Haha me and Josh. Never the same opinions..


----------



## Rebel17 (Aug 23, 2011)

No, recoil doesnt bother me at all... ive shot a 270 and it wasnt bad... The reson i want to get a 223 is because it would be the gun that I can put in a tractor or truck and not reall have to worry about it much. I would not use this gun for just deer... we have alot of cyotes and smaller game that would be perfect for a .223


----------



## Rebel17 (Aug 23, 2011)

Shot placment everybody!!! lol:tongue:


----------



## gunner77 (Jan 24, 2009)

Rebel17 said:


> No, recoil doesnt bother me at all... ive shot a 270 and it wasnt bad... The reson i want to get a 223 is because it would be the gun that I can put in a tractor or truck and not reall have to worry about it much. I would not use this gun for just deer... we have alot of cyotes and smaller game that would be perfect for a .223


just because its a .223 doesnt mean the gun is smaller in size u could carry my 3006 bolt gun just as easy, when it comes to the .223 good luck tracking ur wounded deer.


----------



## Rebel17 (Aug 23, 2011)

Agian.....................................................................Shot Placement!!!


----------



## allensfoto (Nov 19, 2010)

I will probably catch heck for this post but.. here goes.. i have killed most of my deer with a ruger mini14 .223 cal.. i love it because it is fast, and flat, and compact.. however a twig will deflect the bullet . so shooting lane and shot placement are so very important but if your in a field it wont matter. i shoot mostof my deer in the neck.. 1. it damages no meat except the neck.. they don't run and it's quick and clean.. all this being said if i hunt on my property near my home it is very dense woods and i go with my 30-30.. my .223 is one of the most fun gun i have to shoot .. i love picking off yotes at long distance.. depending on your tractor i mounted a 4wheeler gun rack on the finder of mine ant the ruger fit great.. and was easy to access..


----------



## jrr051468 (Oct 14, 2011)

There is nothing wrong with using a 223 for deer IF you accept it's limitations. Bullet choice and effective range are both much more limited as opposed to other larger, maybe more suitable calibers. As a former 12 year SWAT sniper, I used and tested both the 223 and 308 extensively. 
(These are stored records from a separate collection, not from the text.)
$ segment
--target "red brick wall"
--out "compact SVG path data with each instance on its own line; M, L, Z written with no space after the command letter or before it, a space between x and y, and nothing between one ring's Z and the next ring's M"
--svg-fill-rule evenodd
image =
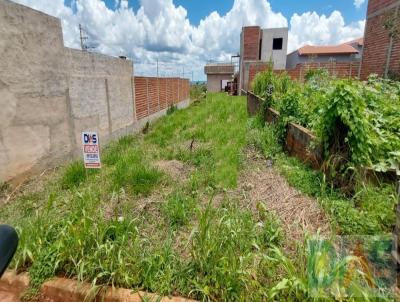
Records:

To me, your most important decision will be bullet selection. You should only consider bullets weights of 55 grs or higher. The 60 gr Nosler partition at about 3100 fps will kill anything you point it at. As it hits and begins to penetrate, the nose section will expand and shed off of the main body as "shrapnel" causing massive internal damage due to the tempory wound channel caused by hydrostatic shock and tissue damage caused by the multiple small particles of lead. The rear main part of it will do as designed and continue to penetrate for 10-12 inches causing deep tissue damage due to the continuation of the permanent wound channel. The other most highly recommended bullets are the 55 gr Trophy Bonded loaded by Federal, the 64 gr Power point loaded by Wichester and the Barnes X bullet of any weight (55, 60). These bullets are actually designed for deer sized game and will hold together well and penetrate. 

Absolutely NO ballistic tip, hollow point or varmint tip bullets qualify as a deer bullets. You will get lucky with a varmint bullet sometimes or get away with shooting a small deer or two with it, but you will get that shot one day where you will punch a good sized buck in the shoulder with one and only get 2-3 inch of penetration and an explosive shallow wound. You will regret not going with a solidly designed bullet

Limitations on range are your responsiblity. My personnal limits would not exceed 200 yds. Even with a properly constructed bullet, bullet weight and energy levels are only half that of better deer rounds like the fantastic old 270...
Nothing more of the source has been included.